Mallika Writes: Just Speaking


Here it is again

Where would you say a green outlook on life crosses over with rage? My answer would have been, “It doesn’t” for one is all about held back aggression and the other about being in touch with and in harmony with nature. But the great city of New York is turning that assumption on its head.

It  is spring in New York and the weather is as fickle as ever. I landed in 9* C and rain, after following the summer temperatures on the charts,  dressed in Ahmedabadi summer wear. Luckily the next day was warm and sunny. And I ran into eco aggression! David Belt is a developer who became known here last year for developing movable swimming pools out of Dumpsters, huge waste disposal units. This year he has come up with a project called Glassphemy, a psychological recycling experiment. “Recycling is so boring”, he says so he has devised recycling while taking care of city aggression and making it a much more visceral experience. The experiment/experience consists of a 20 x 30 foot clear box with high walls made of steel and bullet proof glass. There is a high platform on one side and a low one on the other, with people on both. The people on the high platform are armed with used glass bottles which they throw and smash against the far glass wall – the fact that there are people safe behind and outside the wall might be a further encouragement – hitting without hurting anyone. As the glass smashes various bright lights go on and the bottles make a stomach churning sound. Then the throwers and the thrown at exchange places. Passersby interviewed after a session say that till you start throwing and hearing the smashes one has no idea how much aggression and anger one carries. And that they feel really unburdened after the experience. The broken glass then gets recycled into new glass bottles on site. May I suggest this to Mr. Gautam to divert the very very high levels of aggression and anger amongst our people? (The bottles in New York are donated by the bars around the site. Perhaps our bootleggers and tipplers can help?)

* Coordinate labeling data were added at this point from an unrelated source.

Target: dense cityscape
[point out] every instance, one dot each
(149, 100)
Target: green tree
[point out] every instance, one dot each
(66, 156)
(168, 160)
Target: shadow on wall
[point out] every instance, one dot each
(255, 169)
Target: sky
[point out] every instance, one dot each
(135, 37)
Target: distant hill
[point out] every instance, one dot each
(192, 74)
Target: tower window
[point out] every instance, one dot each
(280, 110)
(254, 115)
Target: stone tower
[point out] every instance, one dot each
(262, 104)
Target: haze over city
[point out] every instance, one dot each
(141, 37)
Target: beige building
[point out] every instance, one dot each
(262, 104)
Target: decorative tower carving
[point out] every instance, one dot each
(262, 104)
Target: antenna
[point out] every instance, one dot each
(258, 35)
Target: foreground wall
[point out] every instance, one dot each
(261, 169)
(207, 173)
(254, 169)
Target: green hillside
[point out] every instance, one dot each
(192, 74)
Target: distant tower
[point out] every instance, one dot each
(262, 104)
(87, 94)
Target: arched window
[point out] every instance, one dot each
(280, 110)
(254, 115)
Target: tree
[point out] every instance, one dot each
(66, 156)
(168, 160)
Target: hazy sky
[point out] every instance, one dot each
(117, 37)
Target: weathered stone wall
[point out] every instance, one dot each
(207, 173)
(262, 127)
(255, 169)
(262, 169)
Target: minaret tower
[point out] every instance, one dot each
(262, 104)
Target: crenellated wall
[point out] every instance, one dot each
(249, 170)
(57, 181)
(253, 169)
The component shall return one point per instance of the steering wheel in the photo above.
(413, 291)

And then there is the Theater for One experiment in Times Square. Scene and set designer Christine Jones once had the privilege of watching a magician perform a trick (he pulled out her ace of hearts out of his own mouth) at a distance of two feet and thought, “How amazing it is watching a show at this distance”. (I must invite her to view shows at Natarani!) So she decided to create a mobile theater space where each show would have an audience of one – allowed to enter, free, on a first come first served basis. For the next ten days, with six separate shows ranging from magic to stand up comedy, this is what her theater will offer for six hours at Times Square, as part of the Ties Square Public Arts Project. The theater is a box, 9 feet by 4 feet, but with complex light and sound possibilities on computer consoles. She plans to expand the back stage area a bit to allow scene changes in her next version. There might be single audience members but the list of people who have put this together covers an A 4 sheet.

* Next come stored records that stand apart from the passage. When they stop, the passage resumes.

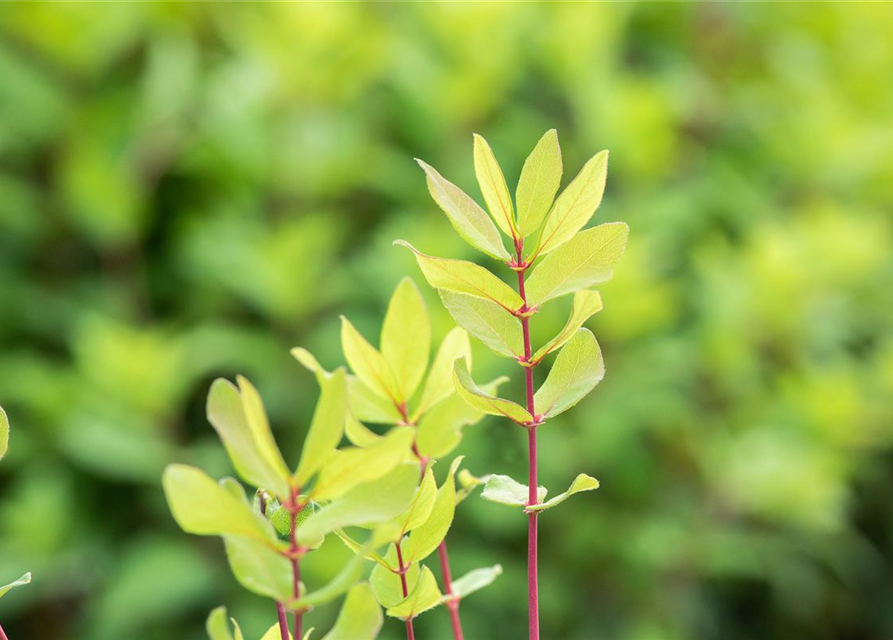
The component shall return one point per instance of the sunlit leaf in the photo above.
(540, 179)
(576, 371)
(585, 260)
(468, 219)
(469, 391)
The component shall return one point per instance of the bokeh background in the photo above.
(188, 190)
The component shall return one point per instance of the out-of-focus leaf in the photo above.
(585, 260)
(540, 179)
(576, 371)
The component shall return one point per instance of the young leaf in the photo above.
(470, 221)
(474, 580)
(406, 337)
(581, 483)
(584, 261)
(575, 205)
(576, 371)
(424, 596)
(493, 187)
(504, 490)
(369, 503)
(326, 427)
(466, 277)
(203, 507)
(586, 304)
(540, 179)
(369, 365)
(486, 321)
(226, 413)
(483, 401)
(258, 568)
(439, 384)
(360, 617)
(346, 468)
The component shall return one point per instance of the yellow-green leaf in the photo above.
(576, 371)
(586, 260)
(540, 179)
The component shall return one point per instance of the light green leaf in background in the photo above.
(203, 507)
(259, 568)
(469, 391)
(486, 321)
(326, 427)
(360, 617)
(493, 187)
(474, 580)
(406, 337)
(226, 413)
(586, 260)
(576, 371)
(504, 490)
(581, 483)
(586, 304)
(576, 204)
(468, 219)
(466, 277)
(344, 469)
(439, 384)
(425, 595)
(368, 364)
(369, 503)
(540, 179)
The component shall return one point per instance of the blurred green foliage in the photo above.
(190, 189)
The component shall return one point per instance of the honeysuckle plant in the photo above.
(394, 387)
(547, 241)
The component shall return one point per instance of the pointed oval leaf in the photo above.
(466, 277)
(493, 187)
(586, 304)
(575, 205)
(486, 321)
(577, 369)
(540, 179)
(483, 401)
(470, 221)
(586, 260)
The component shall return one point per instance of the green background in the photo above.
(188, 190)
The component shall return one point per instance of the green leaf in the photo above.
(25, 579)
(203, 507)
(360, 617)
(468, 219)
(424, 596)
(347, 468)
(370, 503)
(576, 204)
(483, 401)
(466, 277)
(369, 365)
(428, 537)
(581, 483)
(326, 427)
(540, 179)
(406, 337)
(258, 568)
(486, 321)
(226, 413)
(586, 260)
(439, 384)
(493, 187)
(474, 580)
(504, 490)
(586, 304)
(576, 371)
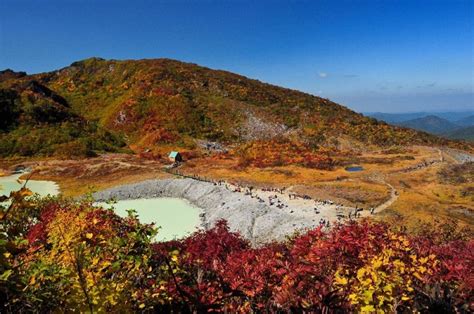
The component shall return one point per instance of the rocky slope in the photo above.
(153, 103)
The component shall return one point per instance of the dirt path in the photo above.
(390, 201)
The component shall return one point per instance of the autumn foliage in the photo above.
(263, 154)
(72, 256)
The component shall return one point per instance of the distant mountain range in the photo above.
(452, 125)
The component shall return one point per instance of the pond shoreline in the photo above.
(253, 219)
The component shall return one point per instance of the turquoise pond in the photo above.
(176, 217)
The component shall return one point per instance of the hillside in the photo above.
(38, 122)
(467, 121)
(431, 124)
(162, 102)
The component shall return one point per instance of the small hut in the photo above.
(175, 157)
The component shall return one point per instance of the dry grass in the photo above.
(424, 195)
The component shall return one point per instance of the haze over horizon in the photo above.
(371, 56)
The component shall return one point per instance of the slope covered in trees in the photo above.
(159, 102)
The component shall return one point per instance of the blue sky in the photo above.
(388, 56)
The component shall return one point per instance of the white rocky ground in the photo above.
(253, 218)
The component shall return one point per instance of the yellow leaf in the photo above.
(341, 281)
(25, 192)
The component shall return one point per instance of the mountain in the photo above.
(467, 121)
(466, 133)
(431, 124)
(162, 102)
(396, 118)
(38, 122)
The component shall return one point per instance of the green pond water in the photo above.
(176, 217)
(12, 183)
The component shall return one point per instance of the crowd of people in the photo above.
(277, 199)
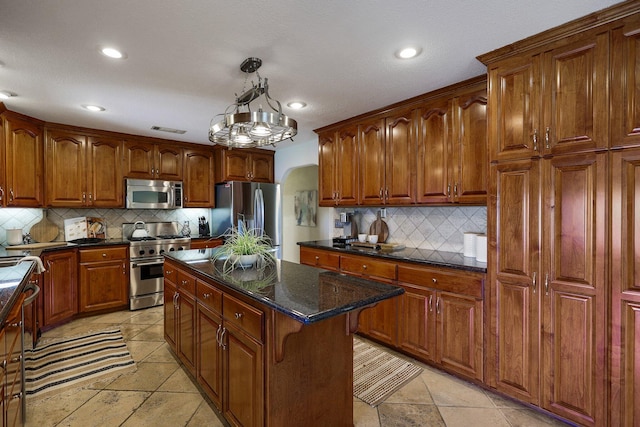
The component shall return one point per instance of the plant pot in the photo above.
(244, 261)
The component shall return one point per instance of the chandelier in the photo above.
(242, 128)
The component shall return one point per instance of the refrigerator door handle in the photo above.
(258, 210)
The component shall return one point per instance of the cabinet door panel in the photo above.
(400, 149)
(469, 161)
(372, 165)
(209, 360)
(346, 166)
(24, 164)
(65, 169)
(576, 96)
(574, 322)
(625, 85)
(434, 136)
(326, 169)
(513, 119)
(417, 322)
(459, 334)
(104, 172)
(244, 379)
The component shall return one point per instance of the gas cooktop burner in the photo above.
(141, 239)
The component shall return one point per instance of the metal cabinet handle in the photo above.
(547, 137)
(546, 283)
(222, 344)
(533, 283)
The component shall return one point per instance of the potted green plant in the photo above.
(245, 248)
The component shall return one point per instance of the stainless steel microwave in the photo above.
(153, 194)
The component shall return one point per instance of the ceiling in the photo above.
(183, 56)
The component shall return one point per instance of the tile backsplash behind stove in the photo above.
(438, 228)
(26, 218)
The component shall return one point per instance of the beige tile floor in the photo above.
(160, 393)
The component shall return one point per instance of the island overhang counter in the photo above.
(270, 347)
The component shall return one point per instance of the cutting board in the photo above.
(380, 228)
(45, 230)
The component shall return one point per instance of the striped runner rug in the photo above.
(75, 362)
(378, 374)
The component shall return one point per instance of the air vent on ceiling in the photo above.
(170, 130)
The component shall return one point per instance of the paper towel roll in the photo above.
(481, 247)
(470, 244)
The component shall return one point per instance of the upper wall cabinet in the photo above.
(428, 150)
(21, 160)
(452, 148)
(338, 167)
(83, 170)
(243, 165)
(198, 178)
(149, 160)
(551, 101)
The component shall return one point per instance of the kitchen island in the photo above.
(270, 347)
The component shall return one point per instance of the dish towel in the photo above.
(39, 266)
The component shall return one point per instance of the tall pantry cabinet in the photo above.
(548, 130)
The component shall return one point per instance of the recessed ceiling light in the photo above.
(112, 53)
(408, 52)
(297, 105)
(94, 108)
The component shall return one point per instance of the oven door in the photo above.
(147, 283)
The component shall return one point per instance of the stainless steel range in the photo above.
(146, 255)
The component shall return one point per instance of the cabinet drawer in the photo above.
(186, 282)
(321, 259)
(209, 296)
(242, 315)
(366, 266)
(459, 282)
(103, 254)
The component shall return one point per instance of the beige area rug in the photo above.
(76, 362)
(378, 374)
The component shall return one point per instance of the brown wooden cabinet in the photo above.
(152, 160)
(243, 165)
(21, 158)
(83, 170)
(553, 100)
(104, 278)
(338, 167)
(59, 294)
(198, 179)
(625, 282)
(441, 318)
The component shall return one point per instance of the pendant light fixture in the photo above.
(242, 128)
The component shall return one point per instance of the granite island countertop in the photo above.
(13, 280)
(415, 255)
(304, 293)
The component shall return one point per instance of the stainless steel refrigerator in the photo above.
(258, 204)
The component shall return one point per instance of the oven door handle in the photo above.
(143, 264)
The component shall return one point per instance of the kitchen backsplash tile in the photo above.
(26, 218)
(437, 228)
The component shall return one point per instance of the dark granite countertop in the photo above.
(12, 282)
(304, 293)
(414, 255)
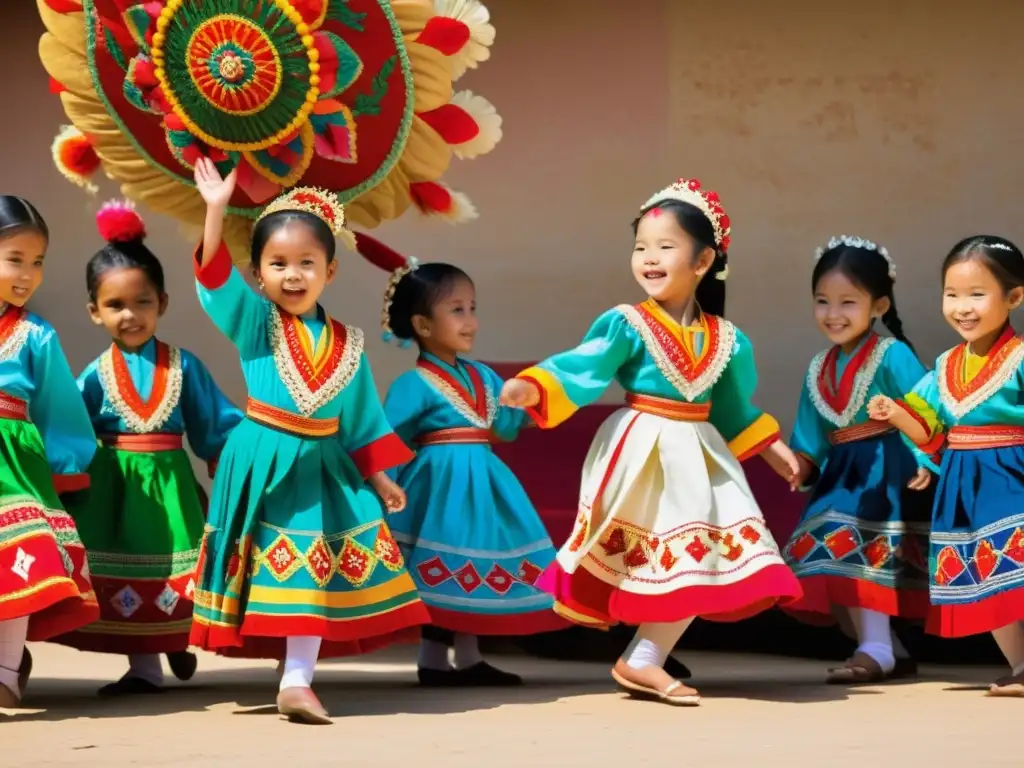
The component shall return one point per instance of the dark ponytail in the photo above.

Another interesting new phenomenon being seen and repeated is of a new offer for employees stuck on small or zero increment jobs in the allegedly austerity driven economy. Terraces and parking lots in many company head quarters are turning into city farms or city farm plots. Employees are being encouraged to go and get their hands dirty, dig the soil, feel the earth and then take hoe whatever organic vegetables they grow there. While not every one is enthused there are enough people who think this is a great diversion from being stuck at the desk – and every one welcomes the booty of fresh greens and reds for a healthier table. This last endeavour is of special interest as Mumbai is also in the throes of similar initiatives. Monisha Narve, the brain behind RUR (Are you Recycing?) and Preeti Patil, Catering Manager at the Port Trust have both started initiatives that are fast catching on and exciting people. Preeti runs an initiative called Urban leaves and besides having turned the huge Port Trust terrace into a virtual green belt with coconut and areca palms, to brinjals, strawberries, bananas and hundred other things, meets other volunteers in a park in Chembur and creates organic vegetable patches to train people to do the same in their balconies and homes. Monish works with other women and in schools to get them to do the same and showed me proudly how all her household green waste is converted, inher balcony and without a stink, into great manure to be used in the pots lining her tiny balcony and outside her windows. In all the Mumbai experiments the households concerned add nothing to the land piles and no green waste gets dumped into the city solid waste.

Many new initiatives to tackle many new urban problems. Thinking out of the box to find solutions is imperative. The more of us to come up with good ideas that are win wins for all concerned, the more successful we will be in sorting out personal as well as societal problems.